Comment faire dégager du foyer familial le grand fils brillant de 28 ans qui s'y complait? Telle est la question que se posent Edith et Paul, ses parents exaspérés; tel est le sujet de cette comédie du "cocooning" dont on se demande si, avec cette mince idée, ele tiendra la distance. On peut en douter dans la première partie du film où la situation ronronne sagement, où les parents, honorables représentants de la bourgeoisie éclairée, s'adonnent à quelques sournoises mesquineries domestiques pour précipiter le départ de leur fils, par ailleurs irréprochable et désarmant de gentillesse. A ce moment du film, on se dit qu'on a connu Chatiliez plus caustique, plus incisif. La suite de la comédie s'avère heureusement plus drôle, plus "familialement incorrecte", lorsque le couple sort enfin de ses gonds, abandonne sa dialectique châtiée pour l'invective. La rupture est consommée et le duo Azéma-Dussolier, rodé par ailleurs (chez Alain Resnais) et si complémentaire, donne sa pleine mesure. Tandis que la mère sombre dans la dépression -à la façon de Madame Le Quesnoy dans "La vie est un long fleuve tranquille- le père explose et l'on voit bien qu'André Dussolier s'amuse comme un fou, lui qu'on a vu si rarement dans l'excès. Son personnage, au moment où il perd son calme et parfois sa dignité, est le plus réussi et donne un bon coup de tonus à un sujet qui menaçait de s'éteindre.

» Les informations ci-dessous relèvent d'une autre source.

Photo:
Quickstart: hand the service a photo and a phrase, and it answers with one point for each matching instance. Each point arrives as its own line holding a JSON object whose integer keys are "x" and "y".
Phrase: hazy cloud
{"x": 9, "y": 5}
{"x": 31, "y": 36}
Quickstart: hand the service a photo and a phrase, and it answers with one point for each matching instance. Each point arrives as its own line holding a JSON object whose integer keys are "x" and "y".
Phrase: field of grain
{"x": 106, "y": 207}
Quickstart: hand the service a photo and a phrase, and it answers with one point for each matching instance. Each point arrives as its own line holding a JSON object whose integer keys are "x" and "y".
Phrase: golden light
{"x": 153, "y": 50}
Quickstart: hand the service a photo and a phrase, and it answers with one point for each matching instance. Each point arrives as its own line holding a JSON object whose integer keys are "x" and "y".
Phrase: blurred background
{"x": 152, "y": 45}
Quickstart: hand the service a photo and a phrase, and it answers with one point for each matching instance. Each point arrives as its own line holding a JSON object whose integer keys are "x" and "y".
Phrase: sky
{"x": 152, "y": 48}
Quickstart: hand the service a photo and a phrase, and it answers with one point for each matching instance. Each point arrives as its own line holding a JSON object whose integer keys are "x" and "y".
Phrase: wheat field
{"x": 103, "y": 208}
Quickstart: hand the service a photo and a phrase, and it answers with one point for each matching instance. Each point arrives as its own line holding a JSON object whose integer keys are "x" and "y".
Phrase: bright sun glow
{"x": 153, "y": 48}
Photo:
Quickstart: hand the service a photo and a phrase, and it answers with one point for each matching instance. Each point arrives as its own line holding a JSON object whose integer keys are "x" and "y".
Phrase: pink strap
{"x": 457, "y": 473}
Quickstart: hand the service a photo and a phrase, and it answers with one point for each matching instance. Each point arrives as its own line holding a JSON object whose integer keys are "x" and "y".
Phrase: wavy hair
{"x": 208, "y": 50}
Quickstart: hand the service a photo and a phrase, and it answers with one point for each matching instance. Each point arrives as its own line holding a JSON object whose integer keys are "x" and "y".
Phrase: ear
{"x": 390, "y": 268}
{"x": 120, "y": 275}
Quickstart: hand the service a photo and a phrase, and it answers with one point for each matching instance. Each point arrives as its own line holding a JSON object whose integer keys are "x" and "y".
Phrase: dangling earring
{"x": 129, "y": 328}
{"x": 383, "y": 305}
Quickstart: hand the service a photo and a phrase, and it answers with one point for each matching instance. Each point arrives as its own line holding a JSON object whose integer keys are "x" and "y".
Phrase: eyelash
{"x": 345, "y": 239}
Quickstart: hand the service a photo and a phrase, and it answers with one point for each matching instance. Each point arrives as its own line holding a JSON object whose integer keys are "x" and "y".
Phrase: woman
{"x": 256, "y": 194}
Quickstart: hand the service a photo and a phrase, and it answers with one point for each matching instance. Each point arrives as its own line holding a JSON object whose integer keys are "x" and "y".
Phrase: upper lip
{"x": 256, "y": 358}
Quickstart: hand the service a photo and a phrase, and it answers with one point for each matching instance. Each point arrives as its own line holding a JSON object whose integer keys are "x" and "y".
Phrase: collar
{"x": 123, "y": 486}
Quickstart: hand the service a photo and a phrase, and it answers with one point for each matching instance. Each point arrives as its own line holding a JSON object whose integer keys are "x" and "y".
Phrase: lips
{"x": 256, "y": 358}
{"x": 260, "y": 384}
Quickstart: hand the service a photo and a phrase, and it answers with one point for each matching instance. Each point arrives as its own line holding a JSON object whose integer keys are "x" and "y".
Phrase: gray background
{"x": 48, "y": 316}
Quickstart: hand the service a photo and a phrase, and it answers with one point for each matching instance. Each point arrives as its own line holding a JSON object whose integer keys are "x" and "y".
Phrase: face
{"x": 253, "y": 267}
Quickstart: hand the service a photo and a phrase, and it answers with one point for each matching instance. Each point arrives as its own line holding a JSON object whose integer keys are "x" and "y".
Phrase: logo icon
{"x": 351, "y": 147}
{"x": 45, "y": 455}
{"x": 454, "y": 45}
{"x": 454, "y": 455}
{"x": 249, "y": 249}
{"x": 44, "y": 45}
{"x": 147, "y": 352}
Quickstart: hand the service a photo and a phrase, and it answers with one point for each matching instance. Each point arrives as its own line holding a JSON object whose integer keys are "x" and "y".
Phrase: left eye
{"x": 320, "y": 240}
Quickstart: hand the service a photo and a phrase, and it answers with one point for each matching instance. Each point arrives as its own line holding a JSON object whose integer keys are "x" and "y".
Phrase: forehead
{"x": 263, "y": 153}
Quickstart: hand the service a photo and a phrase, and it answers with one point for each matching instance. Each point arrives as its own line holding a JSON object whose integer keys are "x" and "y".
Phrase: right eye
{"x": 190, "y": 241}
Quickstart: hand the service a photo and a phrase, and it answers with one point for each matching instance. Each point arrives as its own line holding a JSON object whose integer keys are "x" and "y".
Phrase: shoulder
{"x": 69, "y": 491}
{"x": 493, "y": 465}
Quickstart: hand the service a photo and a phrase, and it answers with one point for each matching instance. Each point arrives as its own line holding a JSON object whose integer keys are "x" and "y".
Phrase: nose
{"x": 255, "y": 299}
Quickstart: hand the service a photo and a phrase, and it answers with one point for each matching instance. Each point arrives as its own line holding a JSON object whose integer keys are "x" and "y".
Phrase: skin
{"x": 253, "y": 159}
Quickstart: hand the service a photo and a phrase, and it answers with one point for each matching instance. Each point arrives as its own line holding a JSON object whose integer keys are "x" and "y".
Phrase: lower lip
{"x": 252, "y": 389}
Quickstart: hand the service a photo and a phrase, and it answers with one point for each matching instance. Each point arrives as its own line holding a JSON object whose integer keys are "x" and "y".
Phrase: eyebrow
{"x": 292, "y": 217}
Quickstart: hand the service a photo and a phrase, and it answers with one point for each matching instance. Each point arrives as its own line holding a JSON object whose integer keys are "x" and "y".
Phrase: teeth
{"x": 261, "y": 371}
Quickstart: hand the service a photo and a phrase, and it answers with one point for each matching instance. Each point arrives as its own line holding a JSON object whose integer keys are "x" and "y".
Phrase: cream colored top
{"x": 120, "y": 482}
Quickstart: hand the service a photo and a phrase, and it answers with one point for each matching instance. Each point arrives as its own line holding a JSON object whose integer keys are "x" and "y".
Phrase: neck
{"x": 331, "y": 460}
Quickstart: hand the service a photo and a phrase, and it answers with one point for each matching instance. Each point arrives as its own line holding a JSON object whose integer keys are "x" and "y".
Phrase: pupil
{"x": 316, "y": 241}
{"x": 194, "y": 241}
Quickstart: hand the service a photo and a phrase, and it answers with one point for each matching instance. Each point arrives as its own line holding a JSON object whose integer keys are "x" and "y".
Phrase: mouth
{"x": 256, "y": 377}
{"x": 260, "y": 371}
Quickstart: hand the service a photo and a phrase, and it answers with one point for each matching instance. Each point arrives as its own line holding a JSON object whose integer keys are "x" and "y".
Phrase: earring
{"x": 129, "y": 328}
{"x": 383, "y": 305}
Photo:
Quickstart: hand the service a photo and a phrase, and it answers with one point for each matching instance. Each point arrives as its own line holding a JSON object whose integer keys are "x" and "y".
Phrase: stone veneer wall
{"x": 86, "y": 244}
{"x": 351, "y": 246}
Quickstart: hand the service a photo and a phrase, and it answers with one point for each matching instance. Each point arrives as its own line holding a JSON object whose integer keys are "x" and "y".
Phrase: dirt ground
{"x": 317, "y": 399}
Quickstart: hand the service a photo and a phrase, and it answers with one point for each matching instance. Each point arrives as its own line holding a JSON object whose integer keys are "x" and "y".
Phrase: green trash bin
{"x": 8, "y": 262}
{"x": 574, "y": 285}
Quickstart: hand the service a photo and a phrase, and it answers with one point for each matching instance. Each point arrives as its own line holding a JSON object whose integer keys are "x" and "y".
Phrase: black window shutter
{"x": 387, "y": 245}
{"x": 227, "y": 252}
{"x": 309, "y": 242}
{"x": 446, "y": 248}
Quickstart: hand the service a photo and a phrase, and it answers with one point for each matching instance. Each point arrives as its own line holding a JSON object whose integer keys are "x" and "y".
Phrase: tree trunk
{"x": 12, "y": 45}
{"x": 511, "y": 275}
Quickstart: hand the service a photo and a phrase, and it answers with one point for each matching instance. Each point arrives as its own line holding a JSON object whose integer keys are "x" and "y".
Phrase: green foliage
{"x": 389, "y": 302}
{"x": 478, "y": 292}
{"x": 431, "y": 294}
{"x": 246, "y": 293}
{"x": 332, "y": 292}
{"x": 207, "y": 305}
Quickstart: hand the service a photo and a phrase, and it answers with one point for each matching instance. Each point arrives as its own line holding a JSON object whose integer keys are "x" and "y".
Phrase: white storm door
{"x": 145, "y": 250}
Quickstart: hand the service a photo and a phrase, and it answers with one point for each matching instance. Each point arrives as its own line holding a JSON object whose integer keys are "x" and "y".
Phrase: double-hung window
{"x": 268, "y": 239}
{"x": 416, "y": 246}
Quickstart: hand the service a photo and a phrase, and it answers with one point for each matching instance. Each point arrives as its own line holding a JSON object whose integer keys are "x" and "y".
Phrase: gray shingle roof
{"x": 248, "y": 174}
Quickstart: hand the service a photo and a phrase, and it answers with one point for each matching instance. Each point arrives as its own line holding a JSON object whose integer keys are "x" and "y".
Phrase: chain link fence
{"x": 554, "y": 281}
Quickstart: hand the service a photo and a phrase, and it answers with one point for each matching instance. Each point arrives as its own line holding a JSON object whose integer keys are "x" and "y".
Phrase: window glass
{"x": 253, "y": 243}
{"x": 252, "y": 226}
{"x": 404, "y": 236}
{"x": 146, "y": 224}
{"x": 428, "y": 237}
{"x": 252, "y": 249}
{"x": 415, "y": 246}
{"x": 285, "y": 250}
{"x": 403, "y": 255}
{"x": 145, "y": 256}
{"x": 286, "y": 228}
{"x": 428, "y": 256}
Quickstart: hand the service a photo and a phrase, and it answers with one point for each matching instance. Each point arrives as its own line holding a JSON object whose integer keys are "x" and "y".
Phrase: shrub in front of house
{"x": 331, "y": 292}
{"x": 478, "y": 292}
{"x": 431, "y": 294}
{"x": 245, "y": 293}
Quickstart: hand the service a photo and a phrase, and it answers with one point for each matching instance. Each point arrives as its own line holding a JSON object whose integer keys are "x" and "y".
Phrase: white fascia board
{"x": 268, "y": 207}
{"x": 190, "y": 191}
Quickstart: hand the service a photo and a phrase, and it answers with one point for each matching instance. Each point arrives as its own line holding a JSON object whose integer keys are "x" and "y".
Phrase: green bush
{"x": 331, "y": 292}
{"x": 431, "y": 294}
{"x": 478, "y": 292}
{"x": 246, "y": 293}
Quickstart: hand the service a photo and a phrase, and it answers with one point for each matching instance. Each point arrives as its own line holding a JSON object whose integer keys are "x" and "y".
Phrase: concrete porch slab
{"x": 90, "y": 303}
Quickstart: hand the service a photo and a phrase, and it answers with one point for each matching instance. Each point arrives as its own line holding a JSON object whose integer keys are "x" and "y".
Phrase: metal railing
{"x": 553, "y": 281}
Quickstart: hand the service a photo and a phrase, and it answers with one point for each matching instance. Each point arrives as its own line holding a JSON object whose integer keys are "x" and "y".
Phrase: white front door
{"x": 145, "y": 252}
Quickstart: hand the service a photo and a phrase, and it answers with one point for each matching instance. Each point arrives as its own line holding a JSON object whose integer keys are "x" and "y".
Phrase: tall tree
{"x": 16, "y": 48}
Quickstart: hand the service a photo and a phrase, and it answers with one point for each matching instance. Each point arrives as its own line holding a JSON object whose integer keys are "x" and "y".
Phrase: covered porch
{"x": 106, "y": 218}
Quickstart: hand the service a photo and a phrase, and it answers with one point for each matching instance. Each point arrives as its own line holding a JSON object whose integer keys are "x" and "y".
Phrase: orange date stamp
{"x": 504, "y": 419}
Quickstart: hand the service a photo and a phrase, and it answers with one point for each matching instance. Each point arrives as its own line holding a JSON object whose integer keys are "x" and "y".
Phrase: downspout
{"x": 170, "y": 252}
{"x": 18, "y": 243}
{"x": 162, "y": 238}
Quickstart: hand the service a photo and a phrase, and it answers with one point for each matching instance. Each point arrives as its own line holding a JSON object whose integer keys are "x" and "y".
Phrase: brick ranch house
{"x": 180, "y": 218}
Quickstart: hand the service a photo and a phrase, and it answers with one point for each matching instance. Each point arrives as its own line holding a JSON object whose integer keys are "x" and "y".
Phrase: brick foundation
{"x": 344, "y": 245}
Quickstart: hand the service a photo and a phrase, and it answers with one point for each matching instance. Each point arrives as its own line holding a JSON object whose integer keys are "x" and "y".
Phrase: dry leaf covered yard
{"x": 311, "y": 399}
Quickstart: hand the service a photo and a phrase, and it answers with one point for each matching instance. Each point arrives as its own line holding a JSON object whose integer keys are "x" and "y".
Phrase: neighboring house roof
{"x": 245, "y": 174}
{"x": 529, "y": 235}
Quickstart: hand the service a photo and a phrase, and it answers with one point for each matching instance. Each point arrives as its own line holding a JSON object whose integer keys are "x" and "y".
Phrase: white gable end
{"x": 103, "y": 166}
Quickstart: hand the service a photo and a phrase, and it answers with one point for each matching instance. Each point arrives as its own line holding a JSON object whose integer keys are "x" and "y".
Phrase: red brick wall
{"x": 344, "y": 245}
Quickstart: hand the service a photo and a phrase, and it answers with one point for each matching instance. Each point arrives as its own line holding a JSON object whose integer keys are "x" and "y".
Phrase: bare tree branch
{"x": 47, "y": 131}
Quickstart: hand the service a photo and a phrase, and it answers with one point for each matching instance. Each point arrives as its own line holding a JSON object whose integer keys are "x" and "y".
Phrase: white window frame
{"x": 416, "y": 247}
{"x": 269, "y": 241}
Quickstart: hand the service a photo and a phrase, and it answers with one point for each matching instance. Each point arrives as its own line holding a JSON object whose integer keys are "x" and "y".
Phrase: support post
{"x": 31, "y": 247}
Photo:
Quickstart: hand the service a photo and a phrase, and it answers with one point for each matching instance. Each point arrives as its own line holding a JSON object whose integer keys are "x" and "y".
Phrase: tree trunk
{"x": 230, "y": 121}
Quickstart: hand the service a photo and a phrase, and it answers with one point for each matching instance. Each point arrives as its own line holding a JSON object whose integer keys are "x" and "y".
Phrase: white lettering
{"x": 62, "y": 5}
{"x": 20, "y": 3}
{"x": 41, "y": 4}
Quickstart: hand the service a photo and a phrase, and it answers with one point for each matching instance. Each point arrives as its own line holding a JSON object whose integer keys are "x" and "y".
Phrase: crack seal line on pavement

Tanguy, prénom masculin relatif à un adulte vivant toujours chez ses parents malgré son grand âge et popularisé par la comédie française éponyme. Dans un genre différent, Tanguy est du même acabit que Le Dîner de Cons ou encore Le Prénom. Ces comédies "vaudeville" contermporaines qui ont marqué le cinéma français. Dans le film d'Étienne Chatiliez, tout se fait naturellement. Le fils vit toujours dans le cocon familiale, les parents s'en accomodent mais vont peu à peu penser à eux. S'ensuit des dialogues somptueux, des engueulades gentillettes mais mémorables et des ultimatums inévitables. Le couple formé par Sabine Azéma et André Dussolier est tellement habituel qu'il fonctionne à merveille et l'ajout d'Eric Berger, comme une épine dans le pied, nous apporte la cerise sur le gâteau. Comment se débarasser d'un fils aussi prévenant et gentil ? Voilà bien la question auquelle les Guetz vont tenter d'apporter une réponse.